Is it the same when anyone is connected or just from certain computers, and is it slow with just 2 connections or more? Is it even slower with more? A network problem may be really hard to track down but I've read about crazy network situations I would never have thought to investigate.
I still think I would stick some timing in. Like
dim startTime, endTime As Single
startTime = Timer
DCount...
endTime = Timer
msgbox "DCount took " & Format$(endTime - startTime, "0.0000") & " seconds."
Then you can see if it changes when another user connects and track down where it's getting slow.
Nov 26 '08 #13

tdw
100+
P: 206
tdw
Well, without adding the timer stuff I can tell you a few things for certain.
I have a progress bar, so I can see generally where it goes slow.
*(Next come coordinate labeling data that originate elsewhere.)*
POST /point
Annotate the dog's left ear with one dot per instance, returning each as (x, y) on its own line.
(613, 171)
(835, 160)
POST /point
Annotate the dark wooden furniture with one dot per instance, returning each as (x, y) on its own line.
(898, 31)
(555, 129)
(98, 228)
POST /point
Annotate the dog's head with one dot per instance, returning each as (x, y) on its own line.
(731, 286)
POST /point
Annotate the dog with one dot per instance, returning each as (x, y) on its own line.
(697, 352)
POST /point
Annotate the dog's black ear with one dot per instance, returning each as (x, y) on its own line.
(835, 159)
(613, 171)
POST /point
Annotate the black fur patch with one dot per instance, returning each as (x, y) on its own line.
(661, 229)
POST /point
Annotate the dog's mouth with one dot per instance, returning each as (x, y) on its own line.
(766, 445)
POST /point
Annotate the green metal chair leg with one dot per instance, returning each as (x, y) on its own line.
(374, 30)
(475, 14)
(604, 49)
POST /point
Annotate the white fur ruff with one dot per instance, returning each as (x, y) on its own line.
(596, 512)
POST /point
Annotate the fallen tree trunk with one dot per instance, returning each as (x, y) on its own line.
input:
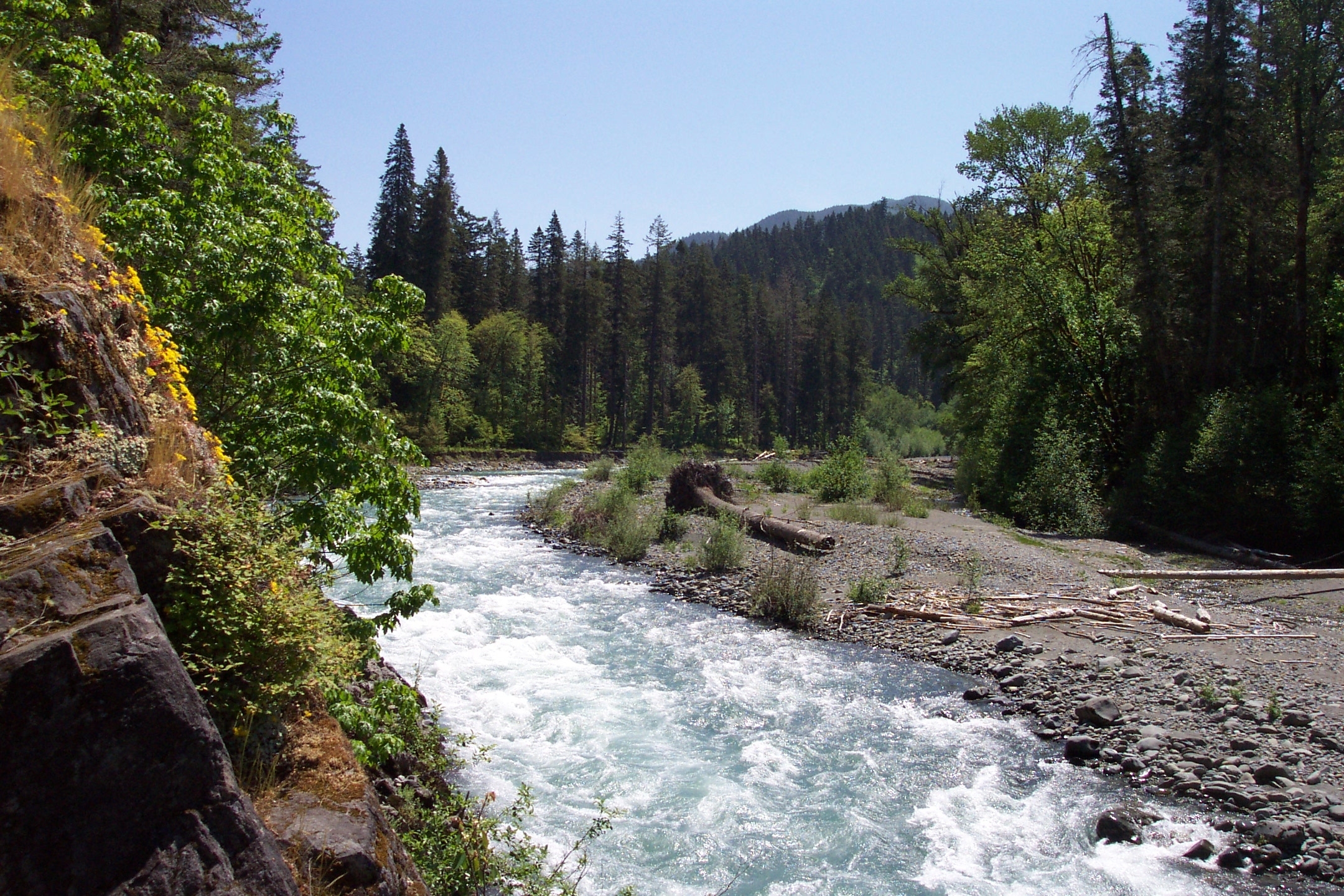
(908, 613)
(1249, 558)
(1225, 574)
(1057, 613)
(704, 485)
I'm not sure adding the timer would help much because I already know the following:

1. It only takes one other person to be on in order to slow it down.
2. It slows down at the DCount, DMax, DLookup lines.
3. What used to take (and still does if I'm the only one on) 5 to 7 seconds, now takes approximately 2 full minutes!
Nov 26 '08 #14

FishVal
Expert 2.5K+
P: 2,653
@tdw
Hello, tdw.

I would suggest you to further localize source of the problem.
  • Create blank databases on clients machines with a simple VBA sub benchmarking just a single domain aggregate function call in a way ChipR has suggested you.
    Expand|Select|Wrap|Line Numbers
    1. debug.print now()
    2. dummy=dlookup(....)
    3. debug.print now()
    4.  
    Connect to existing backend on server and test execution speed.
  • Create a blank database on server. Import table from an existing backend and run the same benchmark on existing frontends and on that new blank frontends.

Regards,
Fish
Nov 27 '08 #15

tdw
100+
P: 206
tdw
Thanks for the advise. I will do that as soon as I have time. If and when I get results, bad or good, I'll post again here.
Dec 1 '08 #16

FishVal
Expert 2.5K+
P: 2,653
Check also this.
IMHO, looks promissing.
Dec 1 '08 #17

tdw
100+
P: 206
tdw
Looks promising to me too. I'll let you know how it works out when I get a chance to try it. Thanks!
Dec 2 '08 #18

tdw
100+
P: 206
tdw
Quick question on this.
I have been reading through the link you gave me, FishVal. I have a switchboard that is always open on the front end, which of course uses a table as it's record source. Isn't that already a persistent recordset connection? If so, it looks like I'll need to do the suggestions further down in the thread.
Dec 3 '08 #19

FishVal
Expert 2.5K+
P: 2,653
Yes. You already have this option applied.
Did you tried benchmarks I've suggested you?
Dec 3 '08 #20

tdw
100+
P: 206
tdw
Not yet. I will as soon as time allows.